The Tyee has published my latest article: A New Study Ties Lifespans to Wealth Gaps in Greater Vancouver. Excerpt:
We like to think of Greater Vancouver as one of the best places to live in Canada, if not in the world. Yes, it is — especially for those of us living in the most affluent neighbourhoods. Those in the poorest neighbourhoods, however, are dying younger than their rich neighbours, sometimes by many years. And the gap between them was getting wider even before the opioid-overdose crisis and the COVID-19 pandemic became twin health emergencies.
That’s an easy conclusion to draw from a recent study published in the journal Health & Place. Of course it’s more complicated than that, but it still seems paradoxical that a region as prosperous as Greater Vancouver should see some people die years younger than others living just a few kilometres away.
The study involved UBC researchers working with the Institute for Health Metrics and Evaluation at the University of Washington and with Imperial College, London. Its ambitious goal was to track life expectancy and major causes of deaths in Greater Vancouver over a quarter-century, from 1990 to 2016. Moreover, they broke the numbers down to the census-tract-level — in effect, neighbourhood by neighbourhood. Overall, the study offers an invaluable portrait of our collective health before the pandemic.

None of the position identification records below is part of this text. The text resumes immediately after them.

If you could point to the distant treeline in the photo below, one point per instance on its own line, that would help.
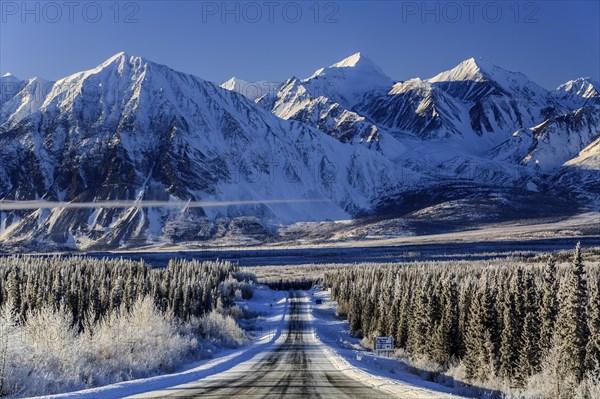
(503, 323)
(90, 288)
(291, 284)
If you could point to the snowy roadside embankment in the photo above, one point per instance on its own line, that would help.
(270, 307)
(346, 353)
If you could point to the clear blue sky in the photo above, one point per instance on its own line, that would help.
(550, 41)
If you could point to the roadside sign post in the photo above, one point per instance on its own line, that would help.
(384, 346)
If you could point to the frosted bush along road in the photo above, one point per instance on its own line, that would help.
(298, 368)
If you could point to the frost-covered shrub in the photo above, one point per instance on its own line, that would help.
(136, 342)
(222, 328)
(74, 323)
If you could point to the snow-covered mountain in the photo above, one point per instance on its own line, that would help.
(547, 146)
(131, 129)
(251, 90)
(578, 92)
(344, 142)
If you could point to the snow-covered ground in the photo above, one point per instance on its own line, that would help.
(271, 308)
(345, 351)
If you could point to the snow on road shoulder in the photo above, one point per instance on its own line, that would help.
(269, 306)
(346, 353)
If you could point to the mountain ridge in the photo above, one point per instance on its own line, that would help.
(132, 129)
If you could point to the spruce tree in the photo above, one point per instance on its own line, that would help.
(572, 334)
(529, 360)
(549, 306)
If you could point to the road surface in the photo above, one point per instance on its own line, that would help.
(295, 369)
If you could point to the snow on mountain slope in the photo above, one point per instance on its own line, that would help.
(498, 101)
(487, 79)
(251, 90)
(324, 101)
(416, 107)
(347, 81)
(546, 147)
(131, 129)
(344, 142)
(9, 86)
(578, 92)
(581, 175)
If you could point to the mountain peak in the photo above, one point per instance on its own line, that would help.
(250, 90)
(352, 61)
(473, 69)
(9, 77)
(580, 85)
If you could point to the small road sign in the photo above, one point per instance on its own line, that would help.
(384, 344)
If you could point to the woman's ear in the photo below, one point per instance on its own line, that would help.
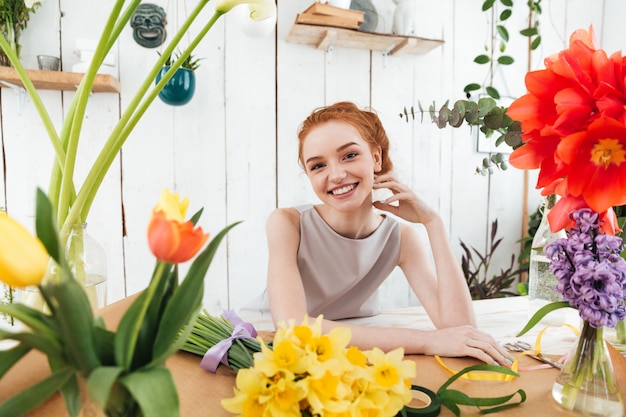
(378, 159)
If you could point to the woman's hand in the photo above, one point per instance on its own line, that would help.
(467, 341)
(407, 205)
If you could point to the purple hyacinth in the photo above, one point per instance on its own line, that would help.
(590, 271)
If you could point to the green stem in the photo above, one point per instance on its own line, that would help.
(34, 96)
(620, 330)
(131, 117)
(73, 125)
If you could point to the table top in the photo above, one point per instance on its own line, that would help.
(201, 391)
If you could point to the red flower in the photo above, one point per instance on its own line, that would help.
(574, 124)
(599, 155)
(170, 238)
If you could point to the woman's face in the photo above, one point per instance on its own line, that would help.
(340, 165)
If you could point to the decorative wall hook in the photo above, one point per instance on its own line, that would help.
(148, 23)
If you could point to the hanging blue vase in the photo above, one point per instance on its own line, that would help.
(180, 88)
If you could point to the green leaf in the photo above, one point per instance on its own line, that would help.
(506, 13)
(46, 344)
(481, 367)
(488, 4)
(46, 227)
(32, 397)
(471, 87)
(541, 313)
(535, 43)
(529, 32)
(101, 381)
(74, 320)
(504, 34)
(34, 319)
(154, 390)
(188, 294)
(194, 219)
(505, 60)
(482, 59)
(8, 358)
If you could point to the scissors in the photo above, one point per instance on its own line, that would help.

In some ways, it’s a very flattering portrait. Even the poorest males, in the tenth percentile, had a median life expectancy in 2016 of 77.6; that is, half died before that age and half later. For tenth-percentile females, median life expectancy was 82.5.
But in the 95th percentile, the richest five per cent of our population, median male life expectancy was 87.1. For females in the 90th percentile, it was 90.8. The poor were paying with almost a decade of their lives for the privilege of living here.
The study makes a striking observation: “Between 1991 and 2016, there was a downward trend in the LE [life expectancy] gap, whereby the lowest gap was observed in 2001 (6.9 years for females and 7.9 for males), but this reversed and increased by 1.4-1.6 years between 2001 and 2016.” By a wild coincidence, 2001 was the year the BC Liberals won a huge majority over the NDP and ran the province under Gordon Campbell and then Christy Clark until 2017.
British researchers noticed a very similar effect during Margaret Thatcher’s years in power: Around 1980, British and Japanese life expectancy were about the same, but then, as the U.K. income gap widened, British lives grew shorter. In Japan, with a much narrower income gap, life expectancy rose to among the highest on the planet.
What we’re dying of
And what have Greater Vancouver residents been dying of? Between 1990 and 2016, deaths from cardiovascular diseases, neoplasms (cancers) and unintentional injuries dropped sharply. Clearly, we’ve been exercising more, smoking less, and taking care of ourselves, at least up to a point.
But we’ve also seen a 10 per cent increase in neurological disorders, a catch-all term that can include everything from Alzheimer’s to eating disorders to meningitis. Other noncommunicable diseases like diabetes mellitus and kidney disease rose by almost four per cent.
And while the richest of us had little to fear from infectious diseases in 1991, the poorest were already contending with (and dying from) HIV-AIDS and sexually transmitted infections at 12 times the rate as the richest. The poorest faced seven times the rate of maternal and neonatal disorders. They died of neoplasms at over four times the rate of the richest.